Stuff in the News that has made me chortle:

The whole Anglo-Saudi Arms fiasco – a.k.a “Let us pay you lots of money to buy our pointless sodding aircraft designed to fulfil a core function which has been rendered irrelevant since global politics has moved on since it was designed- gate”

All terribly amusing to see that The Serious Fraud Office has dropped an investigation because the Saudi’s appear to have taken the line, that if they are investigated for having received backhanders from BAE then they will cancel the order for a cr@p plane which no one really wants, buy it from the French instead, and then get the Diplomatic hump and not tells us whether or not they are aware of any ‘towel-headed exploding fatwa pixies’ are plotting to make commuting even more of a bore….and charge us more for petrol !

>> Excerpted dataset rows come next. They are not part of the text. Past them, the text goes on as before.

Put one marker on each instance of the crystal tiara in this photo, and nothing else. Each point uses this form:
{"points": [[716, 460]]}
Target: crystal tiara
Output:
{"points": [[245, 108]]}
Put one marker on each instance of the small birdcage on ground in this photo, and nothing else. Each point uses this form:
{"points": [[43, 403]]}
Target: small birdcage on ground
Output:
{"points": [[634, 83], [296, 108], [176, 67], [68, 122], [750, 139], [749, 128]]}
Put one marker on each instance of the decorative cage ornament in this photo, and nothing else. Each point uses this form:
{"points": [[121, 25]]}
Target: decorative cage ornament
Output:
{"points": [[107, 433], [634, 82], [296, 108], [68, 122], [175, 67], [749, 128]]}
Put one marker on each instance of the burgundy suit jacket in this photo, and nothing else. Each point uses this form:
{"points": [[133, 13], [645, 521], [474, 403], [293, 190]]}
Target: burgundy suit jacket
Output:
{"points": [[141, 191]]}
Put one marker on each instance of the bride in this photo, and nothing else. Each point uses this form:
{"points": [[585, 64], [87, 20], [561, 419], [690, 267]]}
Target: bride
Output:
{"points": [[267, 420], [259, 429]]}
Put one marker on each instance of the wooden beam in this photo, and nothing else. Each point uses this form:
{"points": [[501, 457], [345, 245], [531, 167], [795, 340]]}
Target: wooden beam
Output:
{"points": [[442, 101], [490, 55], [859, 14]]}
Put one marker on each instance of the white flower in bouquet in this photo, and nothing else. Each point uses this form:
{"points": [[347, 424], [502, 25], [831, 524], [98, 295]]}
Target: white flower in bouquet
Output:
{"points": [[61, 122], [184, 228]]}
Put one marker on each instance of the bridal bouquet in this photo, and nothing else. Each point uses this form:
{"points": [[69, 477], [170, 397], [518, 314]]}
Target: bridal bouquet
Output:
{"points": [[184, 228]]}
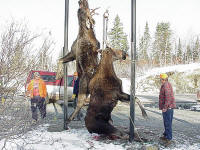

Justice and diplomacy rule !

It’s like being back in the school playground.

I see Prince William Second in Line for the Throne has graduated from Sandhurst.
Unlike his ‘gun loosing’ blister-footed, ginger-git of a Brother who will stay a career soldier, William will go on to spend time with both the RAF and the Royal Navy on familiarisation attachments to prepare him for his future role…..which like is big eared git of a Father will involve standing around in Dress Uniform, spouting cr@p and generally being loathed by your common or garden squaddy with whom he will have $hit-all in common. I just hope the foppish git doesn’t make his girlfriend/future Mrs /Attractive Brunette/ Middleton’s life as miserable as hie dad made Diana’s.

The Royals don’t do Military Service well…….


Mice on a Plane. I see that there has been an incident on a Saudi Plane in which 80+ mice spilled out from a mans bag in the overhead locker and scamperd their cute little way over more than 100 passengers ! Fantastic ! I hoping Samuel L Jackson will star in the Hollywood adaptation …

“Enough is enough! I have had it with these motherf***ing Mices on this motherf***ing plane!”